Kemudian diwujudkan sebagai instalasi selain lukisan-lukisan serta benda-benda temuan (found object) serta tak lupa juga penulis membaca pernyataan tertulis kurator, maka seturut hemat penulis karya-karya pelukis ini masih dalam tataran wajar yang bisa jadi menyambung dengan topik utama pameran, yakni Kebangkitan: Tanah untuk Kedaulatan Pangan.
Sementara, karya-karya yang dianggap vulgar secara visual oleh berbagai pihak (termasuk dari pejabat Kemenbud) dengan konteks pameran, sebenarnya menurut penulis, bisa ditelaah dengan penjabaran konsep strategi parodi dalam seni rupa. Lukisan-lukisan tersebut memang disampirkan sebagai ungkapan bahasa parodi visual, sebentuk dialog visual yang dibangun antar teks (membangun simbol-simbol dan kode-kode di lukisan), yang bertujuan mengekspresikan perasaan tidak puas, tidak senang, tidak nyaman berkenaan dengan intensitas gaya atau karya masa lalu pun situasi riil isu sosial dan kemanusiaan yang dirujuk secara mutakhir, dan menjadi semacam bentuk oposisi atau kondisi kekontrasan dengan maksud menyindir, mengecam, mengkritik, atau membuat satir yang tajam.
Dari lukisan Yos yang dianggap "bermasalah", yakni yang berkarakter karikatural, yang imej paras mantan penguasa NKRI memang sejatinya ia (tokoh bermasalah) semenjak berkuasa 10 tahun.
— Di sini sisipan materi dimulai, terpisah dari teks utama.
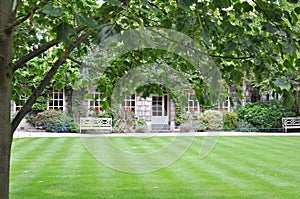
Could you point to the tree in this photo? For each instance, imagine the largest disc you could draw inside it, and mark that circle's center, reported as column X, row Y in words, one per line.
column 27, row 30
column 255, row 37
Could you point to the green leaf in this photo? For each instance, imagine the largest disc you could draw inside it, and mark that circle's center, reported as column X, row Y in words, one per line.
column 114, row 2
column 205, row 36
column 222, row 3
column 292, row 1
column 247, row 7
column 236, row 76
column 106, row 31
column 239, row 88
column 239, row 95
column 64, row 32
column 155, row 10
column 185, row 4
column 87, row 21
column 230, row 47
column 282, row 83
column 288, row 99
column 59, row 85
column 51, row 11
column 257, row 61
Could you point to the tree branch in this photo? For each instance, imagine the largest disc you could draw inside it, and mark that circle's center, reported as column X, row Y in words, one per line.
column 20, row 62
column 45, row 82
column 204, row 53
column 75, row 60
column 25, row 17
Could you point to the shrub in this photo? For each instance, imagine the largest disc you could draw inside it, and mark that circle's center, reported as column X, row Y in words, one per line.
column 141, row 126
column 230, row 120
column 264, row 116
column 211, row 119
column 55, row 121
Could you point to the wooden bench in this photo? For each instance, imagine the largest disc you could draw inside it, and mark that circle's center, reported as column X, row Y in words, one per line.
column 95, row 123
column 290, row 123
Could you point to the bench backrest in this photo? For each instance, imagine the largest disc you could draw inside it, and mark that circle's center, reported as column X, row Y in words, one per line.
column 291, row 121
column 96, row 123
Yos Suprapto membayangkan bahwa tanah dan pangan terkait selalu secara sosiologis bernarasi keniscayaan tentang pergumulan "dialektika penguasa dan warga".
Ingatan komunal memberi fakta bahwa konflik agraria terjadi tersebab salah kebijakan yang diterapkan oleh penguasa --- perebutan lahan hak waris tanah adat, UU tentang proyek strategis nasional sampai Ibu Kota Nusantara (IKN) dan lahan-lahan dari komunitas marjinal yang terpinggirkan.